Viendo lo que pasó hace unas semanas en el Congreso de los Diputados –insultos, descalificaciones, bronca, expulsión, posible escupitajo– me pregunto acerca de las actitudes, reacciones y comportamiento de nuestros diputados. ¿Por qué se comportan así? ¿Qué pretenden? ¿Qué tipo de reconocimiento social esperan?

En el mundo del reconocimiento social las guerras que se producen son peligrosas e injustas. Todo el mundo quiere tener un lugar especial, aunque para ello se tenga que perder el thelos que se persigue, su finalidad.

La sociedad en la que vivimos ha preferido privilegiar el espectáculo fastuoso del corto plazo antes que la humilde misión del sembrador de cultura. La carencia de referentes no viene por la ausencia de los mismos, sino por su ocultación mediática. La necesidad de generar ‘pan y circo’ hace que la labor de un profesor no sea equiparable a la renta de un modelo, o la entrega de un investigador no se pueda igualar con las luces de ficticia gloria que iluminan a la farándula o que un político olvide que está al servicio de los ciudadanos y no buscando más seguidores en Instagram.

No podemos permitirnos el lujo de menospreciar la labor de la gente que se dedica a los demás. Es razonable pensar que la sociedad debe tener espacio de diversión para poder digerir los azotes imprevistos de la vida, pero sin perjuicio de descender al infierno de la displicencia y tirar por la borda las horas de personas que, con la bandera de la vocación, son los que perfilan el margen cultural de la época en que vivimos.

El reconocimiento lo otorga la sociedad. Unos padres que se acercan al colegio de sus hijos y miran con admiración al profesor, están generando una dinámica positiva para que esos alumnos miren con admiración al profesor, lo traten con respeto y reconozcan que la principal misión del docente es acompañarle en su formación personal e intelectual. Lo mismo con los políticos. Alguien que está en el Congreso y trata con respeto a sus compañeros de escaño proyecta una imagen de cuidado, atención y protección por la política. Los ciudadanos, al verlos y escucharlos, entienden que los gobernantes tienen un papel fundamental en nuestra sociedad y que no vale cualquier actitud o palabra por jocosa, ocurrente o despectiva que sea.

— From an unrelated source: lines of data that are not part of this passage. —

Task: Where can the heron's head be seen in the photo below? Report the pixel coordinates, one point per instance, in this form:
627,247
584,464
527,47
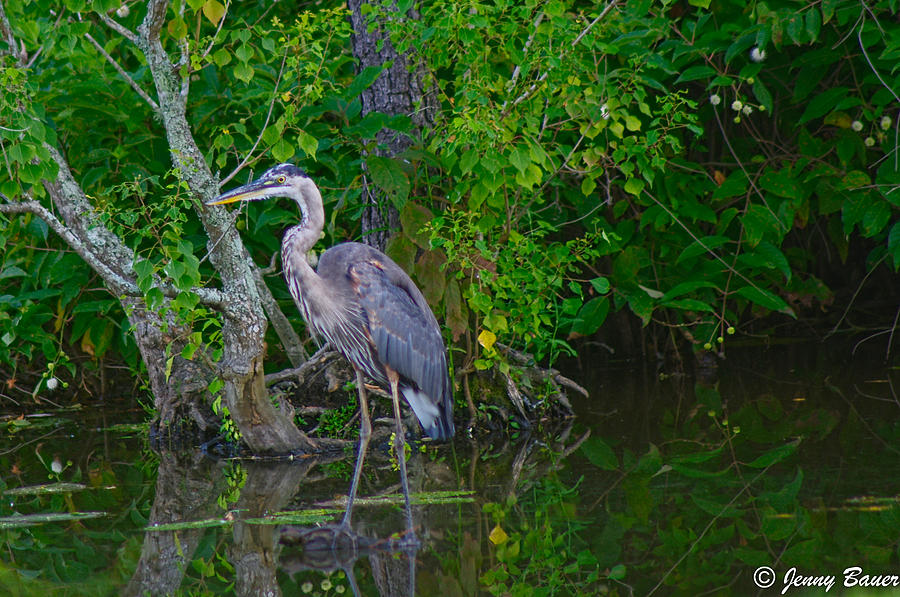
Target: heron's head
283,180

Debemos exigir a nuestros políticos que vuelvan a los cauces de moderación y conciliación. Que el reconocimiento social se lo ganarán desde ahí y no desde la polémica gratuita o la ofensa disfrazada. El declive de una sociedad no viene por el azar fortuito de una superstición, al igual que el declive personal no viene por un simple error. Si consideramos que el espectáculo debe ser nuestra referencia, no nos quejemos de que tenemos vergüenza de nuestros políticos, pero si queremos que nuestros representantes sean líderes políticos, culturales y morales, exijamos y revaloricemos esa función.

La cultura del esfuerzo no se activa desde la palabra sino desde los hechos. Para que los futuros ‘mejores’ estén donde se merecen, debemos reconocer y valorar a ‘los mejores’ que hoy, día tras día, se están sacrificando por el bien común, por el bien de todos y deben ser reconocidos como se merecen.